Obviamente, todavía no la hemos alcanzado. No seremos perfeccionados en el sentido más pleno hasta que “el cuerpo de nuestra bajeza” sea transformado “para que sea semejante a su cuerpo de gloria” (Fil. 3:21). Pero, al conocerlo y recibir su presencia en nuestra vida, todos los días, avanzamos hacia la meta de ser como Jesús en todas las formas posibles ahora. Este fue también el centro de la vida de Pablo. Al igual que en una carrera (ver 1 Cor. 9:24-27), no prestamos atención al lugar que vamos dejando atrás o a quién nos sigue.
Nuestro único objetivo es lo que tenemos delante, el premio celestial que nos espera. La imagen aquí es vívida: un corredor totalmente concentrado en la meta, que esfuerza cada músculo y se inclina hacia adelante para alcanzar la meta. ¿Por qué es tan importante no mirar hacia atrás mientras caminas con el Señor, al menos hacia tus pecados y fracasos, sino hacia adelante, hacia lo que se te ha prometido ahora mismo en Cristo?
Viernes 6 de febrero
PARA ESTUDIAR Y MEDITAR:
“El que desea adquirir un carácter fuerte y armónico, el que desea ser un cristiano equilibrado, debe darlo todo a Cristo y hacerlo todo por él; porque el Redentor no aceptará un servicio a medias. Debe aprender cada día el significado de la sumisión propia. Debe estudiar la Palabra de Dios para aprender su significado y obedecer sus preceptos.

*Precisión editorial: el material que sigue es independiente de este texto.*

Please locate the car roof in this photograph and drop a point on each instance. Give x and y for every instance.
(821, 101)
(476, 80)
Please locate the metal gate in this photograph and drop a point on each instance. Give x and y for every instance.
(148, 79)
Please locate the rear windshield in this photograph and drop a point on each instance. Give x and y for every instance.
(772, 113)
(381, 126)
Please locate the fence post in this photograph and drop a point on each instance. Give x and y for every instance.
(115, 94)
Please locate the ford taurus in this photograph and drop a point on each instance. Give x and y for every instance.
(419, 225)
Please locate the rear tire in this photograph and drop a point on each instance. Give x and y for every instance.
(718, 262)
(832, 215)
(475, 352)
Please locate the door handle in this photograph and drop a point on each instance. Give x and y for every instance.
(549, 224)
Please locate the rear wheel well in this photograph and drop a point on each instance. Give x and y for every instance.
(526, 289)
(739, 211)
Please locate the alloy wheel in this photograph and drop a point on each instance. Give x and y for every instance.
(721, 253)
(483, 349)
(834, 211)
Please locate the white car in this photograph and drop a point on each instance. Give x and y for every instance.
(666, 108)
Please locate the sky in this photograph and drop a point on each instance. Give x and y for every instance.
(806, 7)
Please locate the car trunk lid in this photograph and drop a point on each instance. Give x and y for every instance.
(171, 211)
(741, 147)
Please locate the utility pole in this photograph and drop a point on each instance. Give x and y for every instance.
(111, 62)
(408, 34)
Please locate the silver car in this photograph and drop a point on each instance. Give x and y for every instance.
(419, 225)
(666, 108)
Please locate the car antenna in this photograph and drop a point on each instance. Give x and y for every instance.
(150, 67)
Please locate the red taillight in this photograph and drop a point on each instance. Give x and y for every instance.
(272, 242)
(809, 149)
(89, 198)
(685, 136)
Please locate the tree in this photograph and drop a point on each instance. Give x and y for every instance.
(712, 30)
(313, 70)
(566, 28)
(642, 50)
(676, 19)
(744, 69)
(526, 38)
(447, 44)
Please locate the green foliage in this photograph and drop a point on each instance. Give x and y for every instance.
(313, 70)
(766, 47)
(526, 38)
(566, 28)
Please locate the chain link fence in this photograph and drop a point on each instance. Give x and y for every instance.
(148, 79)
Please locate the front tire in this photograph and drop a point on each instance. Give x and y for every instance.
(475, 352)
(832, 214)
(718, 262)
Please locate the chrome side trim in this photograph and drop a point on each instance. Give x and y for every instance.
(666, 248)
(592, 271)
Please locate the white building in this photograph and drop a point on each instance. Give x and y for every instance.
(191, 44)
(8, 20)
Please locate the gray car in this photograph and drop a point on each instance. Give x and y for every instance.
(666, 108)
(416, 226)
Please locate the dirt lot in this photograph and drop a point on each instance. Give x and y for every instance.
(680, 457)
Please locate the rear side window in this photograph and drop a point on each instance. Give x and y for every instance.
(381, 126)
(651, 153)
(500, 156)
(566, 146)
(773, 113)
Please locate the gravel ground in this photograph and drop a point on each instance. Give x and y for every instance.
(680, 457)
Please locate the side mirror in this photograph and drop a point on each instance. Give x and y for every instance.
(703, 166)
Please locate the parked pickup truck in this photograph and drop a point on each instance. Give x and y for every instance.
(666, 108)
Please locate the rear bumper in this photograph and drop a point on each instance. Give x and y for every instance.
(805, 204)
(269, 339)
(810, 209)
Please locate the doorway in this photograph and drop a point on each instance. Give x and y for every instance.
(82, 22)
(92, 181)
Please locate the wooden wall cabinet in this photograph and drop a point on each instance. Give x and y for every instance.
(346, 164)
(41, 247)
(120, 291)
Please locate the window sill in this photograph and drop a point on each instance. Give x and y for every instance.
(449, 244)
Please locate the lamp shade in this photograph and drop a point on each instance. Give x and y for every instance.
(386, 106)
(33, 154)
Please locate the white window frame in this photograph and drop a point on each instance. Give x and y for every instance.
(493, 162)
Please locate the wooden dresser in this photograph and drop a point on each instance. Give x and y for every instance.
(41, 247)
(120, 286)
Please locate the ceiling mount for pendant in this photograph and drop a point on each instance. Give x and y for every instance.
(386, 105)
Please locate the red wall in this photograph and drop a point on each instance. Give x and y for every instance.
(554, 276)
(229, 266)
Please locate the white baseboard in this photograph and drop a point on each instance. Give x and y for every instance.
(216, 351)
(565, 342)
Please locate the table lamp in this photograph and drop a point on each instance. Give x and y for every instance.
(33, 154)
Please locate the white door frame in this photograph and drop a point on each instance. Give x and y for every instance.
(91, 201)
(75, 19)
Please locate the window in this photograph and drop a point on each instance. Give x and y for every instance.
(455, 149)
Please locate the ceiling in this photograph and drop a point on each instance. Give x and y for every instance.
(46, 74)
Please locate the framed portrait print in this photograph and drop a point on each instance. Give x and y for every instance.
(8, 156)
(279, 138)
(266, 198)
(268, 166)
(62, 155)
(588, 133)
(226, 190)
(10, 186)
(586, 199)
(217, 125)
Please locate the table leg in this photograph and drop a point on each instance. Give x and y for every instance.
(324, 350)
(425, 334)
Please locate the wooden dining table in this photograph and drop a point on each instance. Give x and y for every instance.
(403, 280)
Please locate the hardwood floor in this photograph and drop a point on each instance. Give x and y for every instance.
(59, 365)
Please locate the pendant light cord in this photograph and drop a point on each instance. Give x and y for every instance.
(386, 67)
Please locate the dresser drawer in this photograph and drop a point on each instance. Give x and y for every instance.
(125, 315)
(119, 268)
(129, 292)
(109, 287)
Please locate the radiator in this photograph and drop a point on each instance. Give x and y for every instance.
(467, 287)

De ese modo puede alcanzar la norma de la excelencia cristiana. Día a día Dios trabaja con él, para perfeccionar el carácter que será capaz de resistir en el momento de la prueba final. Y, día tras día, el creyente hace ante hombres y ángeles un experimento sublime, que demuestra lo que el evangelio puede hacer en favor de los seres humanos caídos” (Elena de White, Los hechos de los apóstoles, pp. 398, 399). “Quienes esperan la venida del Novio deben decir al pueblo: ‘¡Vean aquí a su Dios!’ Los últimos rayos de luz misericordiosa, el último mensaje de clemencia que debe darse al mundo, es una revelación de su carácter de amor. Los hijos de Dios deben manifestar su gloria. En su vida y su carácter deben revelar lo que la gracia de Dios ha hecho por ellos. “La luz del Sol de Justicia debe brillar en buenas obras: en palabras de verdad y hechos de santidad” (Elena de White, Palabras de vida del gran Maestro, p. 342).
PREGUNTAS PARA DIALOGAR:
1. Reflexiona más acerca del regocijo en el Señor. Pablo no dice que te regocijes en tus pruebas (aunque eso también es bíblico), sino en el Señor. ¿Por qué es tan importante tener siempre ante nosotros al Señor, su bondad, su poder, su amor y su salvación? ¿Cómo te beneficiaría enormemente hacer eso en medio de las inevitables pruebas de la vida?
2. Observa cómo describen las citas anteriores el papel de la gracia en la producción de las “buenas obras” que realizamos como cristianos. ¿Por qué es tan importante esta función de la gracia mientras esperamos la pronta venida de Cristo? Es decir, aunque no somos salvos por las buenas obras, ¿podemos realmente ser salvos si no las tenemos?
3. Profundiza en la idea de no tener confianza en la carne. ¿Qué significa esto? ¿Por qué no debemos tener confianza en ella? ¿No es la carne un don de Dios?